Ein Ausdruck von größtem Erstaunen erschien auf Rosamunds sensiblem Gesicht. «Arlena soll erpresst worden sein?»
«Das scheint Sie zu überraschen.»
«Nun ja, eigentlich schon. Es kommt mir so unglaubwürdig vor.»
«Aber es wäre doch möglich?»
«Alles ist möglich, nicht wahr? Das merkt man ziemlich bald. Aber ich frage mich doch, weswegen jemand Arlena erpresst haben könnte.»
«Vermutlich gab es ein paar Dinge, die ihr Mann nicht erfahren sollte.»
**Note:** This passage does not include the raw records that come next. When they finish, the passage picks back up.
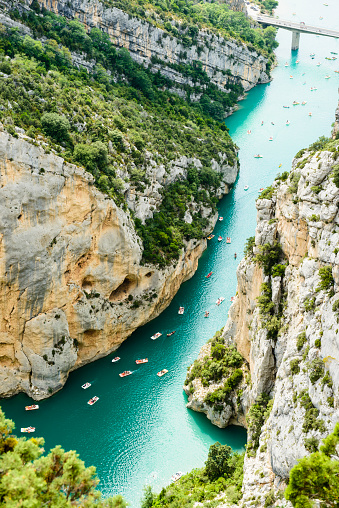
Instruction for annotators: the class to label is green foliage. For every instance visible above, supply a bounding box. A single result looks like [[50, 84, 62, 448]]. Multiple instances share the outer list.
[[255, 242, 282, 275], [244, 236, 255, 256], [0, 409, 127, 508], [285, 423, 339, 508], [205, 442, 232, 481], [41, 113, 70, 142], [246, 393, 273, 457], [290, 358, 300, 374], [288, 172, 307, 194], [316, 266, 334, 291], [151, 450, 244, 508], [309, 358, 325, 385], [297, 331, 307, 351]]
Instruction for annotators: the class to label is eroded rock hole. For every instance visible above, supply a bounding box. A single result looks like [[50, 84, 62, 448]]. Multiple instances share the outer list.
[[109, 275, 137, 302]]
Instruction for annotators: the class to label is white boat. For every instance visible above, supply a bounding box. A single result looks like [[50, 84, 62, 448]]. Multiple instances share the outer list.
[[215, 296, 225, 305], [87, 395, 99, 406], [151, 332, 162, 340], [20, 427, 35, 433], [157, 369, 168, 377], [171, 471, 183, 483]]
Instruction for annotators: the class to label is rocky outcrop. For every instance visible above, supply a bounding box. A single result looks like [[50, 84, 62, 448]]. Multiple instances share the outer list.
[[13, 0, 269, 90], [0, 129, 237, 400], [187, 130, 339, 507]]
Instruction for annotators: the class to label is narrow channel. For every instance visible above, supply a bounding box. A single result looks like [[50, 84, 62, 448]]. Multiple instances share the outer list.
[[1, 0, 339, 508]]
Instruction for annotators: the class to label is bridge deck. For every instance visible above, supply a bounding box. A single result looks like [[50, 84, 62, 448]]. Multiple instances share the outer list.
[[253, 15, 339, 38]]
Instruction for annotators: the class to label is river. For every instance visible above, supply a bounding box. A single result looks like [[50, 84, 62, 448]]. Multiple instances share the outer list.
[[1, 0, 339, 508]]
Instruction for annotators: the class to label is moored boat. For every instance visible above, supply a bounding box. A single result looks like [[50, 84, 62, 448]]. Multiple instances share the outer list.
[[119, 370, 132, 377], [20, 427, 35, 433], [151, 332, 162, 340], [171, 471, 183, 483], [87, 395, 99, 406], [25, 404, 39, 411], [157, 369, 168, 377]]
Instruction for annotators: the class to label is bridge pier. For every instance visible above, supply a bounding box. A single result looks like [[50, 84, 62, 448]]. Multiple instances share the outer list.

«Ja, möglich.» Es klang zweifelnd. Dann sagte sie mit einem halben Lächeln: «Es mag skeptisch klingen, aber Arlena kannte keine Hemmungen. Sie tat, was sie wollte, und hielt nicht viel von Anstand.»
«Sie glauben also, dass ihr Mann Bescheid wusste – über den vertraulichen Umgang mit gewissen Leuten?»
Es entstand eine Pause. Rosamund runzelte die Stirn. Schließlich sagte sie zögernd: «Eigentlich weiß ich nicht genau, was ich glauben soll. Ich dachte immer, dass Kenneth Marshall seine Frau so nahm, wie sie war, dass er sich über sie keine Illusionen machte. Aber vielleicht stimmt das nicht.»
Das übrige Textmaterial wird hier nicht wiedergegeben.